Table 3.
Authors | Year | Sample the typology is based on | Typology |
---|---|---|---|
Weisburd, David, Elin Waring, and Ellen Chayet (Weisburd et al., 2001) | 2001 | Subset of the Yale Studies sample; 968 WCC cases processed in seven federal judicial districts during 1976–1978. | The authors identified three groups; the first and largest group comprised low-frequency offenders (subdivided into ‘crisis responders’ who engage in crime in response to a perceived crisis, and ‘opportunity takers’ who respond to unusual sets of opportunities for WCC). The second was a group of intermittent offenders, ‘opportunity seekers’, who live stable lives with long spells of nonoffending and seek out opportunities to commit crime, and the third group was persistent offenders or ‘stereotypical criminals’. |
Kapardis, Andreas, and Maria Krambia-Kapardis (M. K. Kapardis, 1999; A. Kapardis & Krambia-Kapardis, 2004) | 2004 | 50 major fraud cases investigated and prosecuted by the Major Fraud Group (MFG) of the Victoria police. | 12-type taxonomy of serious fraud offenders, based on offending pattern and motivation: (1) predator/career fraud offender (16%); (2) opportunist first offender in professional occupation (24%); (3) fraud under an assumed professional identity (2%); (4) isolated fraud as response to unshareable financial pressure on the family (4%); (5) serial fraud as response to unshareable financial pressure on the family (10%); (6) fraud as personal justice (2%); (7) isolated fraud as response to unshareable financial pressure on oneself (4%); (8) serial fraud to solve a financial problem of a personal nature (8%); (9) serial fraud due to a vice (6%); (10) isolated fraud to restore social identity (2%); (11) serial fraud by an unscrupulous deceiver (14%); and (12) serial fraud to assist loved ones with a financial problem (8%). |
Bucy, Pamela, Elizabeth Formby, Marc Raspanti, and Kathryn Rooney (Bucy et al., 2008) | 2008 | Semi-structured interviews with 45 WCC ‘experts’, including federal prosecutors, whistleblowers’ counsel and private defence lawyers specialising in WCC. | Most experts agreed that WCOs can be divided into ‘leaders’ (‘Type A’ personalities; intelligent, arrogant, cunning, prone to risk-taking, greedy, narcissistic, determined and charismatic), and ‘followers’ (less confident and aggressive, gullible, passive and naïve, and much more susceptible to deterrence).
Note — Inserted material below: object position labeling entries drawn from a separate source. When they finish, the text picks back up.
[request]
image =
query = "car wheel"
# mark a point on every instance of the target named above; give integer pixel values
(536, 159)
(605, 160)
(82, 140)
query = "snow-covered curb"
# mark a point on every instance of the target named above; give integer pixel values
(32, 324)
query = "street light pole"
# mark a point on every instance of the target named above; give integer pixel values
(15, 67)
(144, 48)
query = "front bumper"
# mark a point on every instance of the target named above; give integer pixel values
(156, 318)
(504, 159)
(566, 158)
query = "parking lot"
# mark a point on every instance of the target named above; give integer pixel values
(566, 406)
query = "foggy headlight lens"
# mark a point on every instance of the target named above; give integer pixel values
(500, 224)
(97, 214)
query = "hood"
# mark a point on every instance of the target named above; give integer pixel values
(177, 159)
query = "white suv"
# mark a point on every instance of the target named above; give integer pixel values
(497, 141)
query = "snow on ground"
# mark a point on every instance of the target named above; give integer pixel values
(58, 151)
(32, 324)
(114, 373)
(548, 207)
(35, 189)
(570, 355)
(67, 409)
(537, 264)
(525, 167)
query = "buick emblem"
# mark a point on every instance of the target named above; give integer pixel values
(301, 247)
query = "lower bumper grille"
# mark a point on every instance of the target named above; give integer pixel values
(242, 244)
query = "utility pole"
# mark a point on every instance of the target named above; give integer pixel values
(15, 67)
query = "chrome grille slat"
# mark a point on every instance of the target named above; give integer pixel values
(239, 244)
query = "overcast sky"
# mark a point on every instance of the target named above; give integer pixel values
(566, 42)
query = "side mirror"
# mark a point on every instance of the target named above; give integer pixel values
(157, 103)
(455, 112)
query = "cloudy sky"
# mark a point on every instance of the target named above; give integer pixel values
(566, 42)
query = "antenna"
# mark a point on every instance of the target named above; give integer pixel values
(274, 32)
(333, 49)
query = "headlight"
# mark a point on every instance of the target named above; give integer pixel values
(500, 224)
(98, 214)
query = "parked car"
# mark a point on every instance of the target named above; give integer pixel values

Some suggested additional categories such as those who retaliate by becoming whistleblowers or who are genuinely unaware of violating the law. |
Van Onna, Joost H. R., Victor R. Van Der Geest, Wim Huisman, and Adriaan JM Denkers (Van Onna et al., 2014) | 2014 | 644 prosecuted white-collar offenders in the Netherlands | The authors identified four trajectories of WCOs from their sample: 1. The ‘stereotypical’ white-collar offenders (38.9%) who show no criminal offending in adolescence and early adulthood, start offending in their mid-30s and peak at age 50; 2. ‘adult onset’ (39.3%) whose offending starts in early adulthood and steadily increases until it peaks at the age of 40; 3. ‘adult persisters’ (17.8%) who start offending in adolescence and continue to increase offending until they peak at age 40; and 4. ‘stereotypical criminals’ (4%) who start their criminal careers in adolescence at a high rate, peak at age 31 and then sharply decline. |
Note: WCC = white-collar crime; WCO = white-collar offender.